This document summarizes some practices around contributions to Piksi tools. This repository includes the console, bootloader, and a smattering of other tools. Of these, we typically do binary releases of the console. These instructions don't come with a warranty yet, so please feel free to update it to mirror reality.
We build and distribute binary releases of the console for OS X and Windows. pyinstaller does not cross-compile binaries, so you'll have to build the binary on the target system. There is no bootstrapping script for windows installation of the tools and its dependencies. You will need to install NSIS for creating the setup executable, Cygwin for bash shell scripting ablility, and the Python(X,Y) distribution with the ETS and PySerial Module extras for Python and console dependencies.
If needed, tag a release version of the console:
# Example tag: v0.26
git tag -a <release-tag-name> -m "<helpful annotation message>"
git push upstream <release-tag-name> --tags
The steps to build the console are roughly:
# Check out the repository and the current release tag
git clone https://github.com/swift-nav/piksi_tools.git
git checkout <release-tag-name>
# Install the dependencies
make deps
# Run the console to re-generate the RELEASE-VERSION file
PYTHONPATH=. piksi_tools/console/console.py
# Build the console binary and installer
make build_console
The console installer (.dmg
or .exe
) should now be in dist/
.
To test the console installer, install it from the generated installer and test in OSX and Windows:
OSX:
- Do all the tabs appear to be working properly?
- Can you update a Piksi with the new console which has the previously released STM Firmware / NAP HDL on it?
Windows:
- Do all the tabs appear to be working properly?
- Can you update a Piksi with the new console which has the previously released STM Firmware / NAP HDL on it?
- Test on the following versions of (32-bit and 64-bit) Windows (Windows XP, Windows 7,Windows 8, Windows 10).

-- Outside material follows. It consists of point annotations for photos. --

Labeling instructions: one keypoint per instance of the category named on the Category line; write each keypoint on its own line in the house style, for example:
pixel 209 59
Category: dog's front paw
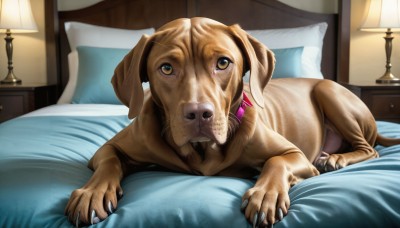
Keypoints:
pixel 330 162
pixel 90 205
pixel 263 206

Linux (no generated binary):
- Test the install of and function of the console on a fresh linux VM snapshot.
Upload the console binaries from dist/
to the
AWS S3 bucket and
update the console version number in the index.json
there.
This library is developed internally by Swift Navigation. We welcome Github issues and pull requests, as well as discussions of potential problems and enhancement suggestions on the forum.